“You saw the signal. I don’t drink two cups of water because I like the stuff.”
The man’s scowl dissolved into a thick smile. “You must be Quill. They said you were a big, independent bastard.” He sobered abruptly. “Okay. She’s in the second seat from the rear, left side. Dark blonde, wearing a brown wool suit and a white blouse.”
Johnny’s hand tightened on the shaver. He’d never had to kill a woman before. “What did she do?”
“I’ll get to that, Quill. She’s only half the package. Her husband is the other half.”
“Oh?” The back of his neck prickled. This was beginning to sound like a nasty one. “Isn’t he sitting with her?”
“He’s sitting in hell for all we know. He pulled out of our operation in Montana three years ago. We’ve been watching the woman ever since, waiting for him to get in touch. Last week she bought a ticket to Trinidad.”
Johnny turned. “Trinidad’s a jump-off. He could be in Central or South America.”
“I doubt it. She can’t go far past Trinidad without making contact. He cleaned out their bank account when he left, and she sold her old car to buy the ticket.”
“Considerate husband. Is he dangerous?”
“To the organization he’s poison. Knows too many names. To you...” The stocky man shrugged. “He hasn’t played in your league. Spent all his time on the gambling end. Started in Montana, was working in Havana when that caved in on us. They moved him back to Montana and he finally joined the bottle a day club. About the time we decided he wasn’t a good risk, he disappeared.”
“What about his wife? Didn’t he have enough sense to keep her out of it?”
“Until he left, yeah. But he must’ve got a message to her telling her where he is, and he might’ve told her some other things. I think you’d better hit her, too.”
Johnny’s jaw tightened. “I don’t give a damn what you think. What’re the orders?”
The stocky man scowled. “Just make sure she isn’t dangerous.”

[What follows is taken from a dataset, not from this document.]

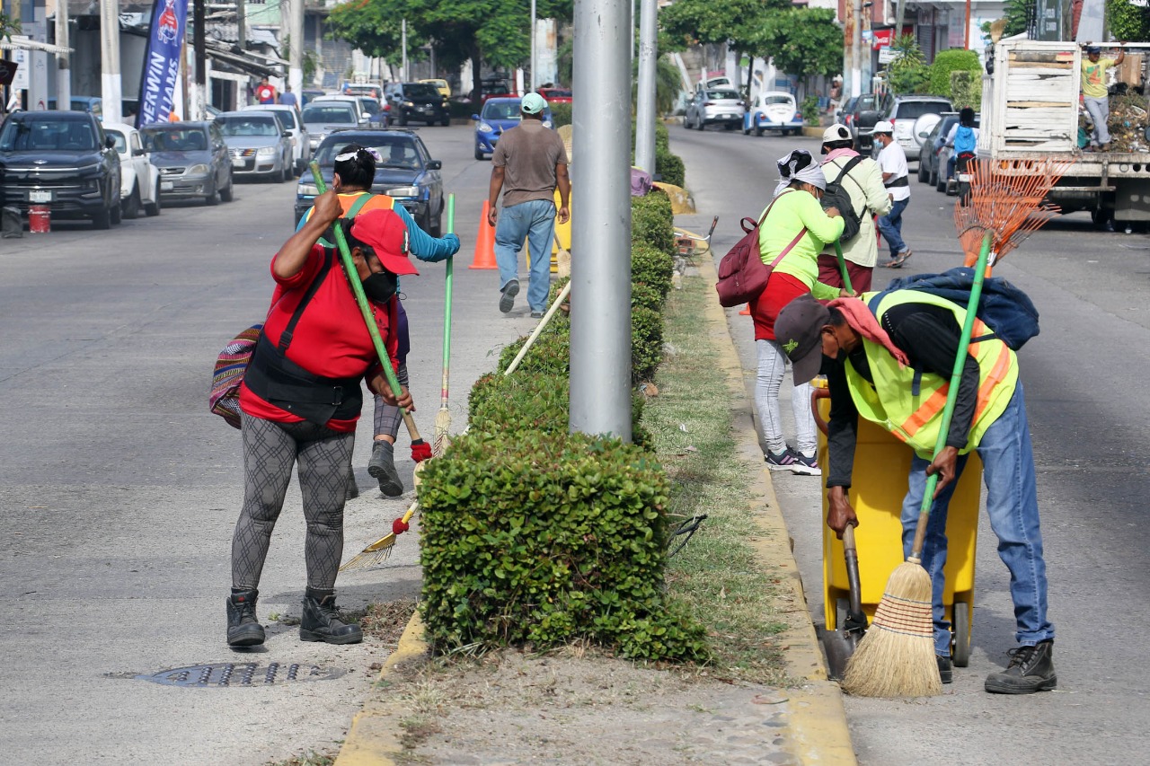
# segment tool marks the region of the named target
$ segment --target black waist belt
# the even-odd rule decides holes
[[[307,371],[261,334],[244,383],[264,401],[324,426],[331,419],[352,420],[363,406],[362,377],[324,377]]]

Wonderful, thought Johnny. Ten more years and they’ll let me wipe my own nose. How do you make sure of someone unless they’re dead? “They have names, these two?”
“Howard and Norma McLain. But they’d probably change them. Here’s a photo.”

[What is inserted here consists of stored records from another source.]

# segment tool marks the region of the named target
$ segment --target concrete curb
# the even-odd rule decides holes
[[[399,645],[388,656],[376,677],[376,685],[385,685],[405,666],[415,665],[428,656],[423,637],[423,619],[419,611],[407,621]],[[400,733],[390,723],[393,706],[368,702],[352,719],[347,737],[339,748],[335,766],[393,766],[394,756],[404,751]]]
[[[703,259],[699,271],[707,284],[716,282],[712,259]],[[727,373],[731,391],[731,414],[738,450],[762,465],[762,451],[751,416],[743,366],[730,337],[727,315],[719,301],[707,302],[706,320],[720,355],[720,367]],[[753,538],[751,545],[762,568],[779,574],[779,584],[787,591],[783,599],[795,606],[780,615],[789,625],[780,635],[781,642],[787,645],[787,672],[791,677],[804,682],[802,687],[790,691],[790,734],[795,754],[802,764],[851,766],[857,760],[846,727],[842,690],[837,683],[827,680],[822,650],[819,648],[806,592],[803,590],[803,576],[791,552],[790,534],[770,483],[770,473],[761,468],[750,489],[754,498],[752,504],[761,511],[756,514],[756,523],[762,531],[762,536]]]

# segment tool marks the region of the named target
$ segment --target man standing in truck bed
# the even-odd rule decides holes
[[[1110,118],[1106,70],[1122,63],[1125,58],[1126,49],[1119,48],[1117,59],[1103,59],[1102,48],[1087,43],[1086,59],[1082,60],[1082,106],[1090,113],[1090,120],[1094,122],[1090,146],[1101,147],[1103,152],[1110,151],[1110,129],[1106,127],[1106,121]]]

Johnny took the two-by-three studio portrait. The man had curly black hair and big moist eyes. Lush-type, thought Johnny, the kind who marries a woman because he wants a mother.
The woman took his breath for a second. Her pale eyes jumped from the photo and pierced him with sharp intelligence. The forward set of her jaw told Johnny she probably wore the pants in the family; the smooth, wide slope of her shoulders hinted that she’d fill them beautifully.
What a waste, he thought. What a helluva waste.
He shredded the photo and flushed it into the Atlantic. “You say you watched her for three years?”
“I helped.”
“She have a lot of friends?”
“Hell! She never even smiled at the butcher.”
Thoughtfully, Johnny unplugged his razor and returned it to the shaving kit. The job might be slightly interesting, after all. “Anything else?”
“Yeah. I get off in Burmuda and you’ll be the only one watching her. Don’t lean on her. If she gets scared, she won’t make contact.”
“Don’t be elementary.” He zipped up the shaving kit. “You better go now, before they start thinking we’re a pair of queens.”
The stocky man started out, then paused with his hand on the doorknob. “Oh. Cantino’s your contact in Trinidad. He’ll send a man to help you.”
Johnny frowned. “Everybody knows I work alone. What’s Cantino in for?”
“Orders.” The man’s thick smile appeared again as he backed out the door. “Somebody up there doesn’t trust you, Quill.”
The door closed, and a chill climbed Johnny’s spine. He thought of the money he’d been stuffing into the bank in Zurich for nearly two years. Tough, if they found that. The organization looked at secret bank accounts the way wardens look at hacksaws.
He was sure of one thing; he had to do this job by the book.
He left the lavatory and walked to the magazine rack at the rear of the plane. Norma McLain sat with her knees pressed together, small hands folded in her lap, staring out the window. As Johnny passed her seat, she rubbed her palms against her cheeks in a tired gesture, revealing the red crescents of her lower lids.
He took a copy of
And that’s two of us, doll, he thought.
Tailing a woman on an island-hopping flight had its own built-in problems, Johnny found.
In Bermuda, Norma McLain spent the twenty-minute layover in the ladies’ room, while Johnny chain-smoked in the waiting room and eyed everyone who came and went. Her ticket to Trinidad might be a red herring. She could meet her husband anywhere, even in a ladies’ room.